LCトランスは、ブロイラー業界におけるリーディングカンパニーのエビス商事(宮崎県都城市)のグループ企業で、主に家畜と家畜飼料の輸送を担っている。トラックドライバーの長時間労働規制が強化される「2024年問題」を克服する先進的な取り組みにもつながる「養鶏事業にかかわるDX推進」を目標に掲げ、取り組みを継続している。


飼料配送するバルク車(画像提供:LCトランス)

飼料メーカー・輸送業者にとって、農家での餌切れ、突発注文などが頻発すると、メーカーは飼料を計画的に製造できず、輸送も効率的に予定が立てられないといった課題に直面していた。

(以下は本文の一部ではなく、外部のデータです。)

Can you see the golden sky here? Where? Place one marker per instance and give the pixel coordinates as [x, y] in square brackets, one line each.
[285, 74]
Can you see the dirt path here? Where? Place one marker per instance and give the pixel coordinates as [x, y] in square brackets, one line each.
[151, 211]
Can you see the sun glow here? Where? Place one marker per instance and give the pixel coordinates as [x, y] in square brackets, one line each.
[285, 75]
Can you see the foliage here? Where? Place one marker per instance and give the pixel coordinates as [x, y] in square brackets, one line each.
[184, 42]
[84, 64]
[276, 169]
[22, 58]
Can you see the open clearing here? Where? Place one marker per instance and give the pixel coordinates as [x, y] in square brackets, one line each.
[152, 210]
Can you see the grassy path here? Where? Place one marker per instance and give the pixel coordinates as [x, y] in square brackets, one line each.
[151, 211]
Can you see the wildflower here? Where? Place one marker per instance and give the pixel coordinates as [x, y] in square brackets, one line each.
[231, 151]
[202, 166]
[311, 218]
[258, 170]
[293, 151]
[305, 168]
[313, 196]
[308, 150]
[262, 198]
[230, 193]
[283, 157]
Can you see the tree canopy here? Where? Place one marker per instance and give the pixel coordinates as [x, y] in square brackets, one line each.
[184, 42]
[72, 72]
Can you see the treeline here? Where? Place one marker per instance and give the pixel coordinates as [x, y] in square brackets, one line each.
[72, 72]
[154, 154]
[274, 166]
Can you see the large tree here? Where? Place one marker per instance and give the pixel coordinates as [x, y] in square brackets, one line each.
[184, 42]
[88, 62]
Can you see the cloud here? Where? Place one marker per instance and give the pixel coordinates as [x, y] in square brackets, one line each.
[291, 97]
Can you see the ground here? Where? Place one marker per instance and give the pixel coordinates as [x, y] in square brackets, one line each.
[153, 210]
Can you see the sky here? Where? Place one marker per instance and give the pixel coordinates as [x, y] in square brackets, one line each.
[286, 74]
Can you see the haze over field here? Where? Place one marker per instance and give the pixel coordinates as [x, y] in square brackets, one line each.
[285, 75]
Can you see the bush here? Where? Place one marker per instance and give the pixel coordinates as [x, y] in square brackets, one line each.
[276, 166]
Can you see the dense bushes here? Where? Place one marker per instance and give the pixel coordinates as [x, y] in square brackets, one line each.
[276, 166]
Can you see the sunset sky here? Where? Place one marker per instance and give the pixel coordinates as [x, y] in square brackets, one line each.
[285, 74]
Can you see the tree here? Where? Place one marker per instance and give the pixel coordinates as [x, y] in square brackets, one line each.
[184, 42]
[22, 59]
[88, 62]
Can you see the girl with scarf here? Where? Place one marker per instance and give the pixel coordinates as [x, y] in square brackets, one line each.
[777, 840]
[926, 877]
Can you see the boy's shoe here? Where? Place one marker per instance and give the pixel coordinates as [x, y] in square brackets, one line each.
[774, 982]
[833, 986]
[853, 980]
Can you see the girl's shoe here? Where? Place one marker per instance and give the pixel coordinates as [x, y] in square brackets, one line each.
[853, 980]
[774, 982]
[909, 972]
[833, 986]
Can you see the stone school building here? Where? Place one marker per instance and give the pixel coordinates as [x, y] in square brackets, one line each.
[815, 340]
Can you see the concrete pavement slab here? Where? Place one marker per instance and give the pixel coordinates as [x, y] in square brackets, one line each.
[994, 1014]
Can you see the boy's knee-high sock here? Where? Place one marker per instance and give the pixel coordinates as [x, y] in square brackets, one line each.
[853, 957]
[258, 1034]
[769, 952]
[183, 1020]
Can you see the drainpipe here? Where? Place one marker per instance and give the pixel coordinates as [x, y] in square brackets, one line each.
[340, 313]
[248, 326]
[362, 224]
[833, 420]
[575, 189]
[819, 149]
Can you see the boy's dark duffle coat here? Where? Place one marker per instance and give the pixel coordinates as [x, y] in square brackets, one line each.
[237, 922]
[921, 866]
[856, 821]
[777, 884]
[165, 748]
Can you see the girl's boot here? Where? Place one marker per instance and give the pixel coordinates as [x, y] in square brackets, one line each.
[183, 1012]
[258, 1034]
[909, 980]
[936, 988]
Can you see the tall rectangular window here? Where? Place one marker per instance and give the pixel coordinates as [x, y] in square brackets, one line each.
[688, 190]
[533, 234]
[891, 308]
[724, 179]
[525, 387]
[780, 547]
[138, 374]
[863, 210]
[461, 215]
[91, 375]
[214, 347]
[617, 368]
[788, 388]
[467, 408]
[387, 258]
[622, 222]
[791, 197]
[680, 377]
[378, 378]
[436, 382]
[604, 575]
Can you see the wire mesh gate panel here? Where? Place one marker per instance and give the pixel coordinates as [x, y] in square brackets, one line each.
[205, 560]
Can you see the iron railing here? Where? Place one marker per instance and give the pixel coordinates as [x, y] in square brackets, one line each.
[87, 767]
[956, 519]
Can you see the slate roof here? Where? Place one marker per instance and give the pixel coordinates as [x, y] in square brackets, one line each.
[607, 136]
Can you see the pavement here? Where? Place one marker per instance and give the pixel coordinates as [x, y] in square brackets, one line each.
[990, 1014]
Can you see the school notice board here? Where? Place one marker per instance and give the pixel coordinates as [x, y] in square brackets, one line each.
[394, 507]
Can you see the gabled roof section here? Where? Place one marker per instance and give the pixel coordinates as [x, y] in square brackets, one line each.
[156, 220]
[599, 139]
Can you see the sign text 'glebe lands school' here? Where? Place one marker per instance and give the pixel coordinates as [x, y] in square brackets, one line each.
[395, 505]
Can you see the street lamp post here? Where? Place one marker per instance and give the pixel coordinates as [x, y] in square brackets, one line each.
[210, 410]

そこで、LCトランスは課題の解決方法を探るため、2018年にはセンサーを用いた飼料残量管理を試みたが、実用化には至らなかった。その後も決定的な手段が見つからず、餌切れによる突発注文によって起きるイレギュラーの輸送は5年来の問題となっていた。


養鶏場(画像提供:LCトランス)

21年9月に「Milfee」の検証機を3農場の9タンクに設置。操作の手順や実用に十分な精度かどうかを見極めてもらったところ、餌切れ・突発注文を「Milfee」で解決できると評価を得られたため、22年9月に本格導入。宮崎県内の契約農家など12農場の53タンクに採用した。

導入後、これまで月に数回発生していた餌切れによる突発注文をゼロに抑えられたほか、ソリューションを通じて農家との飼料配送日の調整が可能となり、効率的な配送を実現できた上、配送コストも低減しているという。

これまで人手に頼ってきた業務をIT技術で省力化することにより、飼料高騰や市況に左右されない、安定した生産基盤を整備できると期待。将来は売り上げと収益の向上につなげられると見込む。